Car firm says 9,200 airbags made by Takata must be replaced on Irish cars

Universal Honda, the locally-owned importer for Honda cars in Ireland, has confirmed to The Irish Times that it knows of 9,200 individual airbag units that will be involved in a safety-related recall.

Honda is also still working out the final number of vehicles that must be recalled. While it knows the number of individual airbags, because some of the vehicles were not fitted as standard with both driver and passenger airbags at the time of sale, it’s not as simple as dividing the total number by two.

Irish customers will be informed by Honda in the coming weeks, as the company is waiting until there is a sufficient stock of new airbags for the remedial work to be carried out. A spokesperson for Honda was unable to confirm an exact timeframe, nor which company would be supplying the replacement airbags.
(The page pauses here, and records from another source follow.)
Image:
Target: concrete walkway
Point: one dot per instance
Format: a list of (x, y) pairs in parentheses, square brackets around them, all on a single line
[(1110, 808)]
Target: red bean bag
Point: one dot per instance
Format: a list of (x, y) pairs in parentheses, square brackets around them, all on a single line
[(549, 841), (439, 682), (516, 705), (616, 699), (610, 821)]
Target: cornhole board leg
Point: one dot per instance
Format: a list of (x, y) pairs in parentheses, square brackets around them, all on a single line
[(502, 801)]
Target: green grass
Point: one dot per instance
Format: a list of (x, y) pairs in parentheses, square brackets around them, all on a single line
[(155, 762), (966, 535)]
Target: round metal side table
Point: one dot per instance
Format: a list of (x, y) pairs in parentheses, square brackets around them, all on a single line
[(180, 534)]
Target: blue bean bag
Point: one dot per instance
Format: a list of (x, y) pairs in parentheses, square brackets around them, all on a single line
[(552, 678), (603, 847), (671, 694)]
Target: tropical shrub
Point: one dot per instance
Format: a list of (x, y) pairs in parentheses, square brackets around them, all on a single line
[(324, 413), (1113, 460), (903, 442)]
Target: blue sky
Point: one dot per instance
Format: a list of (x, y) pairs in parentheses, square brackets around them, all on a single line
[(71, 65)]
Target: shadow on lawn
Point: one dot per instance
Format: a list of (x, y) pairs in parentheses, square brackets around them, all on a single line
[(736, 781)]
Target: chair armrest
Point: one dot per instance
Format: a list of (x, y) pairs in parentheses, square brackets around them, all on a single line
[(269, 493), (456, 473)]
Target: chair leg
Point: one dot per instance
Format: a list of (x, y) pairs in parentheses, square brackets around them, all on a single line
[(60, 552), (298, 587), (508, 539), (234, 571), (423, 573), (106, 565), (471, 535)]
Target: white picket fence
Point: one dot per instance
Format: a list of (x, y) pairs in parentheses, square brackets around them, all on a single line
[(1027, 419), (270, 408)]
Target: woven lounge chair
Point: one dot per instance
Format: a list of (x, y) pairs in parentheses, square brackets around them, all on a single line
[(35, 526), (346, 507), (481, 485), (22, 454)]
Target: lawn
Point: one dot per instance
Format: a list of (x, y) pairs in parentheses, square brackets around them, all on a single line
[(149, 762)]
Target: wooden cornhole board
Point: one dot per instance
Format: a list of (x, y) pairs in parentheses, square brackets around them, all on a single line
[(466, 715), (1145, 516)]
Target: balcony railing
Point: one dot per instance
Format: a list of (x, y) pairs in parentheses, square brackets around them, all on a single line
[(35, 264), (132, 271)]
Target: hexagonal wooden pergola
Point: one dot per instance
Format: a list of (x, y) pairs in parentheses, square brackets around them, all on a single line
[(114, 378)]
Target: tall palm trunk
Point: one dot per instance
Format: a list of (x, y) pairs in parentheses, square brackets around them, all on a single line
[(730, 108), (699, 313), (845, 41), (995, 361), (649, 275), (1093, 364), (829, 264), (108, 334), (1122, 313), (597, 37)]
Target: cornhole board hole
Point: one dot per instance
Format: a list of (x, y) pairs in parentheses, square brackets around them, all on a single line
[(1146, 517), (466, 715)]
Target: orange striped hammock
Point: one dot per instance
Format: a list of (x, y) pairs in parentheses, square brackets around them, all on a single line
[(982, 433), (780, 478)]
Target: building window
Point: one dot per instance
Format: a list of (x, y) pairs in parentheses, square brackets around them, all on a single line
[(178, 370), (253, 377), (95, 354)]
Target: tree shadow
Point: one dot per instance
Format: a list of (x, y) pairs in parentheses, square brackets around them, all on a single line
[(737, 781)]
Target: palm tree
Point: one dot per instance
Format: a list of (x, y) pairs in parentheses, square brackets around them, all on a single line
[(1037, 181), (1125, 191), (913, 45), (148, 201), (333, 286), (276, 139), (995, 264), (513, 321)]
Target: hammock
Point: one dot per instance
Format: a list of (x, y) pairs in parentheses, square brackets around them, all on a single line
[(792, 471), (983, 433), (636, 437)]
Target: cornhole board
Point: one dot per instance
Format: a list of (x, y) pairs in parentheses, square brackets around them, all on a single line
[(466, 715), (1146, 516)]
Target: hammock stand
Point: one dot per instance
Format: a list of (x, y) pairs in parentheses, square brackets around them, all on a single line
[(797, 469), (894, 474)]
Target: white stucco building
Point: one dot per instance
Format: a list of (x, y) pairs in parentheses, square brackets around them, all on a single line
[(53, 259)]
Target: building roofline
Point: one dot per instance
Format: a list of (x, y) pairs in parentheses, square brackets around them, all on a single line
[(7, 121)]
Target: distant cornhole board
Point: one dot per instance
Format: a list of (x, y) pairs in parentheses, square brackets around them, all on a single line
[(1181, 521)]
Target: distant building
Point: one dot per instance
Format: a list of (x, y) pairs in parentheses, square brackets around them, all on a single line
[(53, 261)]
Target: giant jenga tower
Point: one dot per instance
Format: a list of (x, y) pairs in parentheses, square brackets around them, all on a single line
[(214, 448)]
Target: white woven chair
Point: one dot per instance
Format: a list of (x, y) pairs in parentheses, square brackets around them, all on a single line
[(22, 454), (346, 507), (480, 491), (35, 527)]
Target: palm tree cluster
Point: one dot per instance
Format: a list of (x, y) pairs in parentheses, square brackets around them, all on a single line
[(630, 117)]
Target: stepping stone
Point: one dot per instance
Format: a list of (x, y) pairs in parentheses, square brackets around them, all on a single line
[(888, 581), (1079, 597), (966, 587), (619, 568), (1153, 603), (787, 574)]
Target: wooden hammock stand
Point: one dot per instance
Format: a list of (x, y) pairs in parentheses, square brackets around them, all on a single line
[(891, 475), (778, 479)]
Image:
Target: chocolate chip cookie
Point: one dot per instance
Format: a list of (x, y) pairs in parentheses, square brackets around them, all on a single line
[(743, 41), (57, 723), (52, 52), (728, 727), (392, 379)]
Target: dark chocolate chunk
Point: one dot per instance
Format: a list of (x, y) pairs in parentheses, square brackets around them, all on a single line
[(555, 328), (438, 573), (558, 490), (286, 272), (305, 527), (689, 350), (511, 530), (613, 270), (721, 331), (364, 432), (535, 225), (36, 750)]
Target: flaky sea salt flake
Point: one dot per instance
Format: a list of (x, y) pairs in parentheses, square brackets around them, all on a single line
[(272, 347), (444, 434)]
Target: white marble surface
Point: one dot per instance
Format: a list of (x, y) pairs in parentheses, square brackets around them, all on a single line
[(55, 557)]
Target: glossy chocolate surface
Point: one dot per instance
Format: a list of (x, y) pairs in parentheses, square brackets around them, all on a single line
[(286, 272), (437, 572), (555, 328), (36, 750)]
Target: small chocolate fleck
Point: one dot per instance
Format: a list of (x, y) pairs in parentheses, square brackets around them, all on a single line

Original, individual sales records are now being trawled to see precisely which cars were affected, but Honda does know that for the drivers’ airbag, the cars will be Jazz hatchbacks built between 2004 and 2007; Civics built between 2004 and 2005 and CR-Vs built in 2007. For passenger airbags, it’s 2003-2008 Jazz, 2002 to 2007 CR-V, 2003 to 2009 Accord, 2003 to 2006 Civic and 2003 to 2005 Stream MPV.

READ MORE

It’s the latest recall involving potential problems with airbags this week. On Wednesday Toyota confirmed it was recalling 27,000 cars in Ireland while Nissan said it was recalling 15,500. This was part of a global recall of 6.5 million vehicles over the airbag issue announced this week.

It also follows on from major recalls over the same issue by Honda, BMW, Ford, General Motors (owners of the Opel brand in Europe), Mazda, Mitsubishi, Subaru and Chrysler. In total about 30 million cars have been recalled since since 2008 over potential problems with Takata air bag inflators.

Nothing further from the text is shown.